The findings were just published in the Proceedings of the National Academy of Sciences.
The Dansgaard-Oeschger cycle, which occurred more than 25 times during the last Ice Age, according to previous research, is caused by rapid on-off switching of the Atlantic Meridional Overturning Circulation, or AMOC, which circulates water throughout the Atlantic Ocean. The powerful Gulf Stream, which carries warm tropical waters to the North Atlantic, is part of the AMOC.
“The AMOC is fundamentally unstable, and when it collapses, big things happen across the globe. There is significant cooling in Europe and around the North Atlantic, and the Indian and Asian monsoons fail,” Buizert said. “That instability was frequent during the last Ice Age.

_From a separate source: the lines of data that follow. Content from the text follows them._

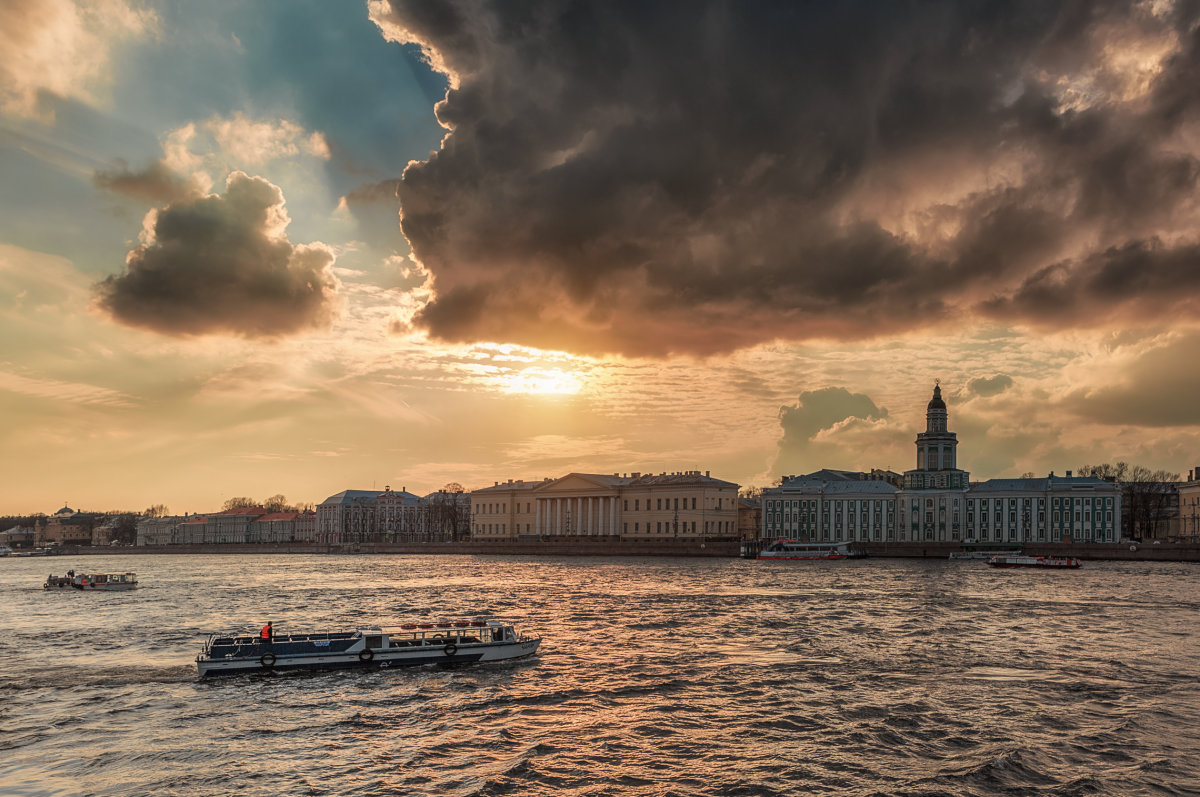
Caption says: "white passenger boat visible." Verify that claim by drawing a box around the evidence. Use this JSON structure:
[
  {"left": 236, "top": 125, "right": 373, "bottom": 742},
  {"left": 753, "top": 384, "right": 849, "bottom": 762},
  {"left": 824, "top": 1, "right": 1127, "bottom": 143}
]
[
  {"left": 196, "top": 619, "right": 541, "bottom": 678},
  {"left": 42, "top": 570, "right": 138, "bottom": 592},
  {"left": 950, "top": 551, "right": 1021, "bottom": 562},
  {"left": 988, "top": 553, "right": 1080, "bottom": 570},
  {"left": 757, "top": 540, "right": 862, "bottom": 559}
]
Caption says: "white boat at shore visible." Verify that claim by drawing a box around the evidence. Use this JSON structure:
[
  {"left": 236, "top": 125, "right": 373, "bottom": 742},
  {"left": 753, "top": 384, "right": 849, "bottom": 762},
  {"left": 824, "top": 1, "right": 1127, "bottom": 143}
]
[
  {"left": 42, "top": 570, "right": 138, "bottom": 592},
  {"left": 756, "top": 540, "right": 864, "bottom": 559},
  {"left": 196, "top": 619, "right": 541, "bottom": 678},
  {"left": 950, "top": 551, "right": 1021, "bottom": 562},
  {"left": 988, "top": 553, "right": 1080, "bottom": 570}
]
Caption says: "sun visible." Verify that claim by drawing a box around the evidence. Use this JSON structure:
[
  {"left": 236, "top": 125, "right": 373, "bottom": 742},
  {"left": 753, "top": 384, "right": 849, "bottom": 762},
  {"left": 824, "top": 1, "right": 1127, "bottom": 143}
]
[{"left": 500, "top": 368, "right": 583, "bottom": 396}]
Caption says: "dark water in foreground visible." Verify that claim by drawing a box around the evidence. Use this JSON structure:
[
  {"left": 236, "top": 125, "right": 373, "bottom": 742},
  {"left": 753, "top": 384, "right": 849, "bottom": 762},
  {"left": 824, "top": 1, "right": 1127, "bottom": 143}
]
[{"left": 0, "top": 556, "right": 1200, "bottom": 796}]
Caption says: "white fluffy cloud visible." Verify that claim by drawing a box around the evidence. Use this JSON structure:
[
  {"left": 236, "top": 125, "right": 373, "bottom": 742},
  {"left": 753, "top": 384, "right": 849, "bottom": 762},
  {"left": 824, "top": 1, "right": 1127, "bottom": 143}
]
[{"left": 0, "top": 0, "right": 157, "bottom": 116}]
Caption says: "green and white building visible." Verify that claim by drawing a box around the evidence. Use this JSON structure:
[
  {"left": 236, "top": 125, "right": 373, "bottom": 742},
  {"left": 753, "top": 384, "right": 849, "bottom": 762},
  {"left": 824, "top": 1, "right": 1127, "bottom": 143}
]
[{"left": 761, "top": 385, "right": 1121, "bottom": 544}]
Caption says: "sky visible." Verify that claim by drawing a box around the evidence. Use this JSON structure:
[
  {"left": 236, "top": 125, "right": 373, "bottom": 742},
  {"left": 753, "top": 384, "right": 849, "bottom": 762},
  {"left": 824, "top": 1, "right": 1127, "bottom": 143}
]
[{"left": 0, "top": 0, "right": 1200, "bottom": 514}]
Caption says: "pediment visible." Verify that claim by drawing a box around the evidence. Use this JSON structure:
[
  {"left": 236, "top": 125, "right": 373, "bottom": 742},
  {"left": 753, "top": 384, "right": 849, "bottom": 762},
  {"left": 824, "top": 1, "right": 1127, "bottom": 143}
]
[{"left": 538, "top": 473, "right": 617, "bottom": 495}]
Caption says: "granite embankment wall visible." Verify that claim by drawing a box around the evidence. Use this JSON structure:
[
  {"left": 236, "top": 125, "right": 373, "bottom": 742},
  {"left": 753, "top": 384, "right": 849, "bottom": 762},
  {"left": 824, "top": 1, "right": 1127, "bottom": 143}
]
[
  {"left": 862, "top": 543, "right": 1200, "bottom": 562},
  {"left": 78, "top": 540, "right": 739, "bottom": 557},
  {"left": 65, "top": 540, "right": 1200, "bottom": 562}
]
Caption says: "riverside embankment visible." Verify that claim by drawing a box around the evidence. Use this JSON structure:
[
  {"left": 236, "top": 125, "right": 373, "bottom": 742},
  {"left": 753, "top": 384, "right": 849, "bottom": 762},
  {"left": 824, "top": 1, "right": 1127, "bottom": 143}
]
[{"left": 65, "top": 539, "right": 1200, "bottom": 562}]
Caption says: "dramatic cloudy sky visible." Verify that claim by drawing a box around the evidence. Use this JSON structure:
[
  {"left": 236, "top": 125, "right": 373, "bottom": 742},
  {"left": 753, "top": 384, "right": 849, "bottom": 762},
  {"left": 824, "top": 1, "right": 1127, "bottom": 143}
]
[{"left": 0, "top": 0, "right": 1200, "bottom": 514}]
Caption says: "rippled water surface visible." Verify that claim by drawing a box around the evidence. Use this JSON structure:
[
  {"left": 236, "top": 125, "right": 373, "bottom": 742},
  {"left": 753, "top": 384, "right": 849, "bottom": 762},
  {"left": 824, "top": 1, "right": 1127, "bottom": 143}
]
[{"left": 0, "top": 556, "right": 1200, "bottom": 796}]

It is cause for concern for the future because climate models suggest the AMOC will likely weaken again under global warming, potentially impacting billions of people.”

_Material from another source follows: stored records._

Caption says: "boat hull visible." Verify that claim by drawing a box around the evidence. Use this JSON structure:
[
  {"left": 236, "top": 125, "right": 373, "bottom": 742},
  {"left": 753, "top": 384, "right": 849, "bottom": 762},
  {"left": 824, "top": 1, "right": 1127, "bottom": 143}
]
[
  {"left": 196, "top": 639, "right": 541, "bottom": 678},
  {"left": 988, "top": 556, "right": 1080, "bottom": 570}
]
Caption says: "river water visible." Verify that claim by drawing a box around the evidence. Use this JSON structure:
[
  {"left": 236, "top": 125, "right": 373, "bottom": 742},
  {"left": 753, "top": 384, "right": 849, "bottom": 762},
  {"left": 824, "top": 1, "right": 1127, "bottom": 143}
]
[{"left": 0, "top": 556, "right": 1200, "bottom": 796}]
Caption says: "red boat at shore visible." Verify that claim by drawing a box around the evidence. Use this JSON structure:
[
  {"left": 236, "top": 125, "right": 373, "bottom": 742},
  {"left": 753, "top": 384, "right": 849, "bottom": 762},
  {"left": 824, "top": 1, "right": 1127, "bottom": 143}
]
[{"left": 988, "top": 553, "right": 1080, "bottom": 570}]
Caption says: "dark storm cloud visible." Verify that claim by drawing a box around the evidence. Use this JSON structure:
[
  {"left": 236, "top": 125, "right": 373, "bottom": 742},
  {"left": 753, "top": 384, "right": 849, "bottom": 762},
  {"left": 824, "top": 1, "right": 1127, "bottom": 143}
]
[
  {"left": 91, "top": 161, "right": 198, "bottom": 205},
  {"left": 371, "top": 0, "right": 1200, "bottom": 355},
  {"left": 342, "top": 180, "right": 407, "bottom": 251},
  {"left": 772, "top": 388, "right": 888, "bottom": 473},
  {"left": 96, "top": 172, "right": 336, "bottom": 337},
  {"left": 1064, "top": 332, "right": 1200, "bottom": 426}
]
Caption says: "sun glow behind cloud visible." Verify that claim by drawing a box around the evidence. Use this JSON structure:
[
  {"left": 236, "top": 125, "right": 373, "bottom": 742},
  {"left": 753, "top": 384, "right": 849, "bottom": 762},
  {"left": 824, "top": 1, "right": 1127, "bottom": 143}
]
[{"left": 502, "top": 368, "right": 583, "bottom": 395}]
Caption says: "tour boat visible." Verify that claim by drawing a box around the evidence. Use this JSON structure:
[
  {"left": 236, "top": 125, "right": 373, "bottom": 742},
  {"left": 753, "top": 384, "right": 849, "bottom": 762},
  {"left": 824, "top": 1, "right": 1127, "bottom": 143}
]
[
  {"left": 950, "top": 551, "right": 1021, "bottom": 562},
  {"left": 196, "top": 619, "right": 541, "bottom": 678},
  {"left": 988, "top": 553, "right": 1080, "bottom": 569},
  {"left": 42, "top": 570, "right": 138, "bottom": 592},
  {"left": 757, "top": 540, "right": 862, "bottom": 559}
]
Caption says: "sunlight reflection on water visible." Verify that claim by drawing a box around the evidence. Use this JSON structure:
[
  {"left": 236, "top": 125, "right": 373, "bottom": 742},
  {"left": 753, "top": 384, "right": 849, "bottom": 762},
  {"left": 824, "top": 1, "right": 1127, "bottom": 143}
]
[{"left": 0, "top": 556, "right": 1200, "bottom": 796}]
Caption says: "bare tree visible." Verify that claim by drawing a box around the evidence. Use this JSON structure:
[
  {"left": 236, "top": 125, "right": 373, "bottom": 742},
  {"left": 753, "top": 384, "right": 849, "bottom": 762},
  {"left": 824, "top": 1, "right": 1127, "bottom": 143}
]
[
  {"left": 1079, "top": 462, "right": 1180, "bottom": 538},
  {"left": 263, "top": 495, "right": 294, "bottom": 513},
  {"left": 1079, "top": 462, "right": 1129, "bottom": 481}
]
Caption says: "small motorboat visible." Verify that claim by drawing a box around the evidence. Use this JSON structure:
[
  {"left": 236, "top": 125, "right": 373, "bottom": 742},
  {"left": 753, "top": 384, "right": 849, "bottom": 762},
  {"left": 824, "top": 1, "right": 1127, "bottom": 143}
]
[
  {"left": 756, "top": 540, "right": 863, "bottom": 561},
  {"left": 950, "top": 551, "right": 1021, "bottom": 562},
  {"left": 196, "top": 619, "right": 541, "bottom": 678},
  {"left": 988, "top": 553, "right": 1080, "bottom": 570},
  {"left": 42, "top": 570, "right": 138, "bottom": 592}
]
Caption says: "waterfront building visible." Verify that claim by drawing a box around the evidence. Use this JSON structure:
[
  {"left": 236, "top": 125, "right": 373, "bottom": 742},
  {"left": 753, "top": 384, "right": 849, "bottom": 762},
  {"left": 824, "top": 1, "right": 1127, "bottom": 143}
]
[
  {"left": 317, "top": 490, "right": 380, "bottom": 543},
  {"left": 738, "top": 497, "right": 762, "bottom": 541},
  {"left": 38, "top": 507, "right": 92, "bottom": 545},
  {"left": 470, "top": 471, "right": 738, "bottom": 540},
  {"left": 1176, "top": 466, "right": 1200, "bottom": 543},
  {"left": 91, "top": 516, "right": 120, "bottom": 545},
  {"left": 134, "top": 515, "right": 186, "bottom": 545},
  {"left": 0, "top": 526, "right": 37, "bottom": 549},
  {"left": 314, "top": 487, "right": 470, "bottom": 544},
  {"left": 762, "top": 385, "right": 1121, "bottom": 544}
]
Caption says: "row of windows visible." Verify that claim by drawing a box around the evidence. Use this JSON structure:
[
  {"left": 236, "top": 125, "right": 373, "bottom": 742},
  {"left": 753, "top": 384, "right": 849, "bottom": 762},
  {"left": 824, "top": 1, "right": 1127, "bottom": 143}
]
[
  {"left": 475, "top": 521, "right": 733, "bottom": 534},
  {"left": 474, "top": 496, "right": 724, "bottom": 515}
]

Buizert is a paleoclimatologist who uses ice cores to reconstruct and understand past climate change. Scientists drill and collect ice cores in Greenland and Antarctica to analyze the water, dust and tiny air bubbles that have been trapped in the ice over time. Data from ice cores provides important records of Earth’s atmospheric changes over hundreds of thousands of years and have served as pillars for scientists’ understanding of past climate events.

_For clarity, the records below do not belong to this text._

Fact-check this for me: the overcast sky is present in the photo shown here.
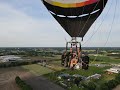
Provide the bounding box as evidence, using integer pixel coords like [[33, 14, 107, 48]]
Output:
[[0, 0, 120, 47]]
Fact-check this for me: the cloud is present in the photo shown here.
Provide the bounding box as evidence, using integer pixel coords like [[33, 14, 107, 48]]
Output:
[[0, 4, 67, 47]]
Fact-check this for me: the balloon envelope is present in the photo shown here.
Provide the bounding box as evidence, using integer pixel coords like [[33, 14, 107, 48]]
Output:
[[43, 0, 108, 37]]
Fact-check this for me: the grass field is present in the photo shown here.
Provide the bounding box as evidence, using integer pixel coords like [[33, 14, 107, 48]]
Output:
[[22, 64, 53, 75], [90, 55, 120, 64]]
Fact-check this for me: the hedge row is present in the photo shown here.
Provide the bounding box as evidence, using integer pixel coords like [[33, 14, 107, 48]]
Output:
[[15, 76, 33, 90], [0, 61, 39, 68]]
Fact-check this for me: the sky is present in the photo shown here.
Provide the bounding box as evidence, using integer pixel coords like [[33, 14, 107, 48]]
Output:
[[0, 0, 120, 47]]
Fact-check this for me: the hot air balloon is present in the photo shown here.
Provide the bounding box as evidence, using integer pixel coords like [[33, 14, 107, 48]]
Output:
[[42, 0, 108, 68]]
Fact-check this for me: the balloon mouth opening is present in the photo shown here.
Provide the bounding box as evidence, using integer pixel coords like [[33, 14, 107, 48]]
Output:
[[49, 9, 100, 18]]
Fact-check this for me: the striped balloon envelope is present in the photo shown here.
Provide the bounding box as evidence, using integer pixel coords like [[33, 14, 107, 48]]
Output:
[[42, 0, 108, 38]]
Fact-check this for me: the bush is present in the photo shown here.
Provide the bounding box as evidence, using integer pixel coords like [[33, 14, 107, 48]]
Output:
[[108, 80, 119, 90], [15, 76, 33, 90]]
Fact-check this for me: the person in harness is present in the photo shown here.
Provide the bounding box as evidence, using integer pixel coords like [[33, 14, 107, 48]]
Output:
[[70, 52, 78, 69], [82, 54, 89, 70]]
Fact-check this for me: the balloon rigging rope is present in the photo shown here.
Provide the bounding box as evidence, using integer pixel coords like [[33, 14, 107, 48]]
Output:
[[82, 0, 113, 45], [91, 0, 117, 63]]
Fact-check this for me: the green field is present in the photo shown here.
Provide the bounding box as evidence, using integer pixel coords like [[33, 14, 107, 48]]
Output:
[[90, 55, 120, 64], [22, 64, 53, 75]]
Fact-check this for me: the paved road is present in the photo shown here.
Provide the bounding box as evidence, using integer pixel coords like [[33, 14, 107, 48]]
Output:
[[26, 76, 65, 90]]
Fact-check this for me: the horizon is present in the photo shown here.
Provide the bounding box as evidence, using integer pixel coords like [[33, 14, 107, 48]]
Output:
[[0, 0, 120, 47]]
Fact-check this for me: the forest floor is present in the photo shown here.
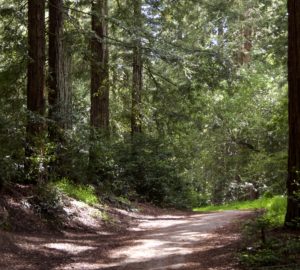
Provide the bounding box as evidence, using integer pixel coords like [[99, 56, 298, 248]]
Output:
[[0, 186, 253, 270]]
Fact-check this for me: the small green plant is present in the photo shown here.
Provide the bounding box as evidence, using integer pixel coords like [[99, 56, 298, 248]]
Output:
[[55, 179, 99, 205], [194, 196, 286, 214], [29, 184, 64, 225]]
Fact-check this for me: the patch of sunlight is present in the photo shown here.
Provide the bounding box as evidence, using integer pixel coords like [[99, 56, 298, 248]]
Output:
[[44, 243, 96, 255], [54, 262, 102, 270]]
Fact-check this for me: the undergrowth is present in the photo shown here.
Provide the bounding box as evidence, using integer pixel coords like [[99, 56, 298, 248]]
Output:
[[54, 179, 100, 205], [194, 196, 300, 270]]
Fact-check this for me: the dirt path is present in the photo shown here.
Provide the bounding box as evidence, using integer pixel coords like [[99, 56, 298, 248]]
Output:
[[101, 211, 249, 270], [0, 211, 249, 270]]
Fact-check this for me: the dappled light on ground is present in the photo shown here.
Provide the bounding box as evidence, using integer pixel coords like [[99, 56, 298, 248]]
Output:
[[0, 211, 249, 270]]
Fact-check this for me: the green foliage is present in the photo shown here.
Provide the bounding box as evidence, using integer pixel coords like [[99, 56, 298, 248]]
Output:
[[54, 179, 99, 204], [240, 236, 300, 269], [29, 181, 64, 221], [194, 196, 286, 217], [0, 0, 288, 209]]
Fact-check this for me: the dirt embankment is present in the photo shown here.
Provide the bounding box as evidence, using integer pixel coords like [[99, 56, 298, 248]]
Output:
[[0, 186, 250, 270]]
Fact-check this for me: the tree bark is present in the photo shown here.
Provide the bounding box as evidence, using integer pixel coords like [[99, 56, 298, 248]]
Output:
[[48, 0, 71, 136], [90, 0, 109, 131], [131, 0, 143, 135], [285, 0, 300, 228], [25, 0, 46, 181]]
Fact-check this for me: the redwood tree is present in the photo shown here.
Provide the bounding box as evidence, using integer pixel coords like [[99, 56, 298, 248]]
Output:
[[25, 0, 46, 180], [285, 0, 300, 227], [48, 0, 71, 138], [90, 0, 109, 131], [131, 0, 143, 134]]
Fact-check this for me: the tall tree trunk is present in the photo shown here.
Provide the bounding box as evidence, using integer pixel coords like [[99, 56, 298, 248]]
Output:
[[131, 0, 143, 135], [89, 0, 109, 183], [285, 0, 300, 228], [25, 0, 46, 184], [91, 0, 109, 131], [48, 0, 71, 136]]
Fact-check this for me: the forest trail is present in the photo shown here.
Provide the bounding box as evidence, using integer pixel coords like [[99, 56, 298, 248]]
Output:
[[101, 211, 249, 270], [0, 211, 251, 270]]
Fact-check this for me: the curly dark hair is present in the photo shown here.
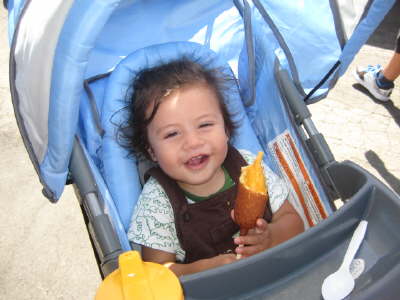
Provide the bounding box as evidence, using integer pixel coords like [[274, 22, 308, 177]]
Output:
[[117, 58, 237, 159]]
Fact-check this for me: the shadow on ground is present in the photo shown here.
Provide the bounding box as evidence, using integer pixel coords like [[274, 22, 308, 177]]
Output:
[[353, 83, 400, 127], [365, 150, 400, 195]]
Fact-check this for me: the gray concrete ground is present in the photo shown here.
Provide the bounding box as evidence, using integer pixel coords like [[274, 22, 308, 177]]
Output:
[[0, 3, 400, 300]]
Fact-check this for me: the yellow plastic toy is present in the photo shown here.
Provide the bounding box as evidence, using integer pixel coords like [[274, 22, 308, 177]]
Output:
[[95, 251, 184, 300]]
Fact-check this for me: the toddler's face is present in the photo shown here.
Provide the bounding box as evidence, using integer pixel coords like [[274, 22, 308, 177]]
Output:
[[147, 84, 228, 195]]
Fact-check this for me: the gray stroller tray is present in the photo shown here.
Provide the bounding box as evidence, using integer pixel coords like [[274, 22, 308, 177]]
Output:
[[181, 162, 400, 300]]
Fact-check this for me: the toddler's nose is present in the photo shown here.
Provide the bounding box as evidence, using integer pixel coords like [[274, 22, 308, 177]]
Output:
[[185, 132, 204, 149]]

Buizert and his colleague analyzed ice cores from across Greenland, including cores from south and coastal east Greenland that had not previously been studied in detail, to better understand the climate impact of Dansgaard-Oeschger events across the continent.
The new data, coupled with new climate modeling, suggests interactions between the AMOC and wintertime sea ice play a key role in the Dansgaard-Oeschger events. Scientists previously thought sea ice from the Nordic Seas north of Iceland was involved in these events, but the researchers’ new analysis suggests that winter sea ice would have extended much farther south, to 40 degrees latitude. This means the sea ice would have reached modern day France and New York City, where the action also took place in the film, “The Day After Tomorrow.”
“The model shows that the Nordic Seas alone wouldn’t be big enough to drive a climate change event of this size,” Buizert said. “It just doesn’t pack enough of a punch.”
The AMOC has been well-behaved over the last 11,700 years, but current climate conditions and climate modeling suggest it will likely weaken again in the future, though for different reasons than occurred in the last Ice Age, Buizert said.
“We know the AMOC will weaken, but will it collapse? That is the big question. The weakening is likely gradual for the time being, but it could cross a tipping point and become a catalyst for abrupt climate change events like we saw in the past,” he said. “The climate does not behave in linear patterns; it can change quickly and irreversibly.”
The research was supported by the National Science Foundation and done in collaboration with scientists from five countries. Drilling of the Renland ice core in eastern Greenland was led by the University of Copenhagen, Denmark.